The practice of simultaneously rejecting the null hypothesis and estimating population parameters conflates two different statistical goals. (1) Parameter estimation (estimating a true population value) is the goal of population survey research. (2) Hypothesis testing is the goal of much science and engineering, where the aim is to falsify a null hypothesis rather than estimate an alternative parameter. Hypothesis testing only justifies a decision about the existence of an effect, not confidence that the reported interval contains the true effect. Treating the interval as an accurate estimator is a conceptual error.
Original Message:
Sent: 03-02-2026 07:21
From: Jonathan Shuster
Subject: Important Meta-analysis paper prepring
Thanks for this reply. But the key irrefutable mathematical facts against the inverse variance weighted random effects methods for a set of randomized clinical trials are (1) they make contradictory assumptions and (2) they apply linear weighted distribution theory in an illegitimate manner (weights are not constants to a high degree of accuracy). Any statistician, who in a situation that might involve public health policy, uses these methods in such a situation or as a reviewer who allows the use of these methods is potentially risking scientifically unsupportable inferences.

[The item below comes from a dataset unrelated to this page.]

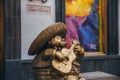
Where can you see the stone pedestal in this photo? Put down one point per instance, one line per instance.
(97, 75)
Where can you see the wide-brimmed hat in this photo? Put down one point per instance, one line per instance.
(58, 28)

Fixed-effects are legitimate for the narrow hypothesis that the true effect sizes are zero for all studies. The resulting confidence intervals, which today are the crux of our inferences, cannot be trusted under the more general and realistic random effects scenario.
------------------------------
Jonathan Shuster
Original Message:
Sent: 03-01-2026 08:46
From: Eugene Komaroff
Subject: Important Meta-analysis paper prepring
My previous post should not be taken as disparagement of meta-analysis, which is a subset of the systematic review methodology as practiced in medical research (Cochrane Reviews), psychosocial research (Campbell Collaboration), and educational research (What Works Clearinghouse), among others. The reviewers enhance their qualitative systematic review with a statistical meta-analysis if the data permits.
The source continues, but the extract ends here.